Watercolor Workshop Part 2: Washes

Watercolor Workshop Part 1 Here.

Washes are the heart of watercolors. The smooth colors and gradients produced from a successful wash are hallmarks of the medium.

For parents, teachers and beginning artists, washes provide an excellent opportunity for practice and artistic exploration. Break out the paints, brushes and small cuts of paper; it’s time to get your art on.

Flat Wash

Start with a flat wash. Load your paintbrush with wet paint and quickly drag the brush across the page in an even stroke. Paint will collect at the bottom and ends of your wash. Don’t worry about that now.

Reapply pigment to your brush and repeat. Continue working quickly until your surface area is covered. When the whole page has pigment applied, use a dry sponge or paintbrush to collect any excess paint and water on the ends of your sheet. Allow your work to dry completely before continuing.

Caution: Be quick and delicate. Avoid reapplying pigments or water to areas already covered. This will smudge the paint.

Once you’ve mastered the flat wash, try a few other wash techniques.

A flat wash in blue.
A flat wash in blue.
A flat wash with a stroke of water brushed through.
A flat wash with a stroke of water brushed through.

 

Wet Wash

To create a wet wash, run a clean, wet brush over your surface, coving the whole area with water. Now apply paint to your brush and run it over the damp page. The paint pigments will diffuse through the wet surface, creating whirls and swirls and eventually fading along the edges.

Use a wet wash to paint a sky or mountains. Wet your area and then run the paint along the top of your image. The pigments will “melt” down the page.

A wet wash. Notice how the pigment fades through the water.
A wet wash. Notice how the pigment fades through the water.
This wet wash used multiple colors.
This wet wash used multiple colors.

Variegated Wash

Use more than one color to blend a variegated wash.

Caution: Mixing more than three colors often results in muddy images. Remember, watercolors rely on simplicity and patience.

Keep your brush clean by rinsing and dabbing between colors.

One of my favorite aspects of the variegated wash is breaking away from linear constraints. Explore this wash style by creating waves, dropping and splattering color. Water’s diffusive qualities will spread the colors, creating organic patterns and natural backgrounds.
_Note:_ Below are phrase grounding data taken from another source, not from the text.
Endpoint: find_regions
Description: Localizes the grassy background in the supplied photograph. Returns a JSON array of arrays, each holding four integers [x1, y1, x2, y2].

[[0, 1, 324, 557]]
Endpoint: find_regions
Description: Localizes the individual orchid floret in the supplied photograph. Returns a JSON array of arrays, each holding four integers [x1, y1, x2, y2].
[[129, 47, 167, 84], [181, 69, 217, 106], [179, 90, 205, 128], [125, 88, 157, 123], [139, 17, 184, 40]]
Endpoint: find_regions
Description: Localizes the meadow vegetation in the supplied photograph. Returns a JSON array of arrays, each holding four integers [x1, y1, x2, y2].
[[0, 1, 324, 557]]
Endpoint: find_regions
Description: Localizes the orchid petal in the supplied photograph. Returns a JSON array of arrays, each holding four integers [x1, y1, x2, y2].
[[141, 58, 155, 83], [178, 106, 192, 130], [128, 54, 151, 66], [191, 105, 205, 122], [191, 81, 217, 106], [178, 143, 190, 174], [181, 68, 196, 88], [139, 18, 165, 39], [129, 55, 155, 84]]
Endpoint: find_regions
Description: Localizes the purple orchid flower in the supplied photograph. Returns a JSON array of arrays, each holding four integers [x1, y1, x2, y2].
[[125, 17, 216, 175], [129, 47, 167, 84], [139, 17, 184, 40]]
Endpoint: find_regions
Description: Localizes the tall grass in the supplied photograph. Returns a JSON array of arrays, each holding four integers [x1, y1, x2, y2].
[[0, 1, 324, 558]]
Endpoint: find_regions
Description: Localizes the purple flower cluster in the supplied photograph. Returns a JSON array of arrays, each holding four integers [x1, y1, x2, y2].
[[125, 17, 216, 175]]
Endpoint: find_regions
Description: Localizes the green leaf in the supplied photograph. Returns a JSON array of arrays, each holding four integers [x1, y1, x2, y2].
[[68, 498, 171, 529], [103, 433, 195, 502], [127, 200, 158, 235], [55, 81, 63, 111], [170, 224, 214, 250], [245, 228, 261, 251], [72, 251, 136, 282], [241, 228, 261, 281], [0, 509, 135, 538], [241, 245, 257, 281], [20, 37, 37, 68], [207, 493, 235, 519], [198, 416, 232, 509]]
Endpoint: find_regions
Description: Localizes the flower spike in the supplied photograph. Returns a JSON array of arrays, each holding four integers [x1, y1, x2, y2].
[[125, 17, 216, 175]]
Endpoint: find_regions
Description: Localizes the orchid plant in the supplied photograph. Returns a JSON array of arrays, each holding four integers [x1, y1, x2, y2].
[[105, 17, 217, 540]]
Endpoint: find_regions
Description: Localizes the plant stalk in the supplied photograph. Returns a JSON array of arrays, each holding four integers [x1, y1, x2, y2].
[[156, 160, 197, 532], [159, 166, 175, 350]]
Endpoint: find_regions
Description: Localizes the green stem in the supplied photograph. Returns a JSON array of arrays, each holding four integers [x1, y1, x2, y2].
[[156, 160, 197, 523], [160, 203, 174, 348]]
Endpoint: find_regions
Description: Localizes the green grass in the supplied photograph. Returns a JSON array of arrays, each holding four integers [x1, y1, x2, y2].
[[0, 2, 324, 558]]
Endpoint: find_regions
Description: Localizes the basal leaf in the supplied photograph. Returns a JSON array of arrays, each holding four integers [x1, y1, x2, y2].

The trick with a variegated wash is to apply your colors slightly apart and then blend them together.
The trick with a variegated wash is to apply your colors slightly apart and then blend them together.

Granulated Wash

The granulated wash is a favorite of artists and admirers of watercolor. In this type of wash, the pigment of two or three colors is separated, creating a grainy texture on the page. This technique shows best results with a heavier use of pigment.

To achieve a granulated look, apply your wash as normal using 1-3 colors. As the paint and water settle, experiment with a spray bottle or wet brush and splatter water gently across the painted surface. As the clean water strikes the page, it will push and pull the pigments creating granulations among the colors. This is how I achieved the “milky-way skies” of Sleepy Safari and the Dreamy Desert.

Caution: Experiment with the wetness of your page as you create granulated washes. Too dry and the paint won’t move; too wet and it will just diffuse away. Sometimes to get the desired effect, you really do have to watch the paint dry.

Clean water pushes the pigment away, creating these spectacular spots.
Clean water pushes the pigment away, creating these spectacular spots.
The granules are quite clear with heavier pigment.
The granules are quite clear with heavier pigment.